Our reasons for capturing cats and dogs are often just as much, if not more, for human purposes, e.g. that we do not want them to make a mess out of our cities, that we want to avoid stray animals to spread diseases and bite people etc.
A better alternative for what? The reason why healthy animals are put down is that we do not have space and resources for them, and this proves the very point that we do not care enough about them. Killing healthy individuals out of a lack of resources is simply not what we do to individuals whom we truly care about (think: humans). And yeah, it is not that we do not care about cats and dogs at all -- at least they do not have the same status as chickens and pigs whom we find it perfectly fine to fry and eat. Yet it is still a pale form of care we show, which is practically inevitable as long as they are property and have commodity status.
DanielLC wrote: Raising them would be better still, but that's not an option for wild animals.
Mass euthanasia or sterilizing is not yet an option either. In the future it could be, and if/when we attain such technological sophistication, we will likely to be able to steward the life of at least many wild animals.

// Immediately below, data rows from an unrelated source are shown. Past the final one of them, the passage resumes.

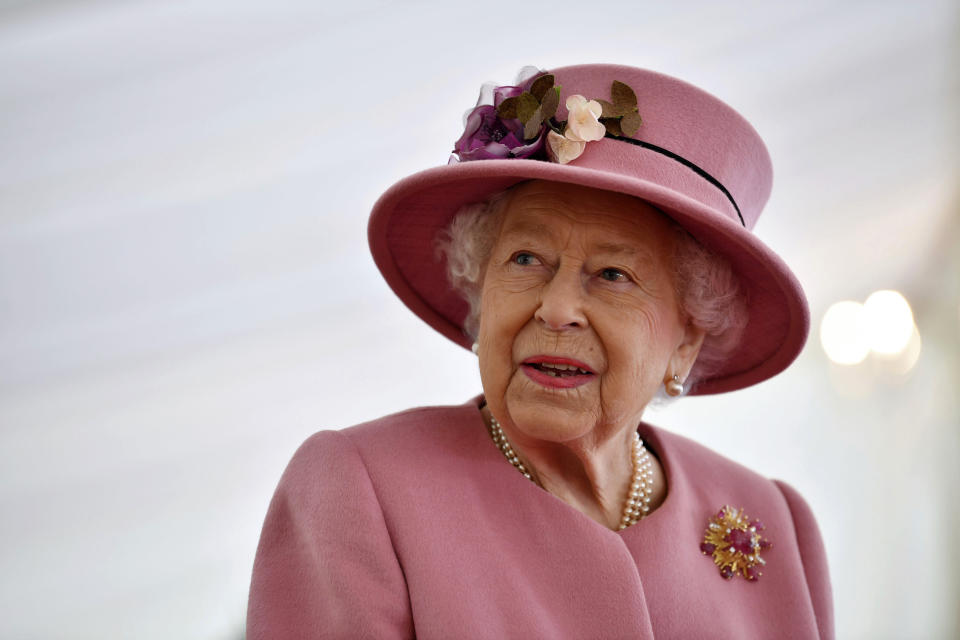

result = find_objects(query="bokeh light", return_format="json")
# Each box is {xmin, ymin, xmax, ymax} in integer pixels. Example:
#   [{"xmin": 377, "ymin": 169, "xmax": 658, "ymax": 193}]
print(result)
[
  {"xmin": 820, "ymin": 300, "xmax": 870, "ymax": 365},
  {"xmin": 863, "ymin": 290, "xmax": 914, "ymax": 355}
]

We could likely do this now already, at least resource-wise, yet we obviously do not have the will and mindset it takes, because we think about wild animals in terms of conservation and populations rather than welfare, and because it makes little sense, economically and ethically, to take care of small groups of wild animals while we impose suffering upon billions of them and find it perfectly acceptable to kill them for frivolous reasons.
DanielLC wrote: I don't see how antinatalism could be the best option. Either wild animals' lives are worth living, in which case we should let them reproduce, or they are not, in which case we should end them as soon as possible.
It is hardly that simple. Excuse me for making a bizarre thought experiment, but say we have a population of humans on an isolated island, and say this population is able to reproduce, but their lives are clearly not worth living in the aggregate. Important to note is that it is not that their lives are not worth living most days of their lives, but rather that they have very painful final years and deaths that make them suffer horribly when they die, and which make their lives big minus signs on the whole (one could argue that this applies to most humans in general, but that is not the issue here). To make the thought experiment even more bizarre and similar to the horrors of nature, let's say they tend to die by getting eaten alive by the other humans, and since these humans all have have a genetic defect, this is how they will inevitably act if we do not intervene, and we cannot convince them to use contraception or otherwise not have children (I believe this is fairly analogous to the situation of many, if not most, animal lives in nature -- not cannibalism, although it's not uncommon, but that wild animals eat each other, and live terrible lives in the aggregate, even if most of their lifetime is more than bearable).
Now, the question is: How do we best deal with this situation? Do we simply mass euthanize them? It does not seem like such an obvious solution to me, and ditto for the animals in nature. Forced sterilization combined with some intervention -- such as providing them adequate, cruelty-free food -- is much better in my view.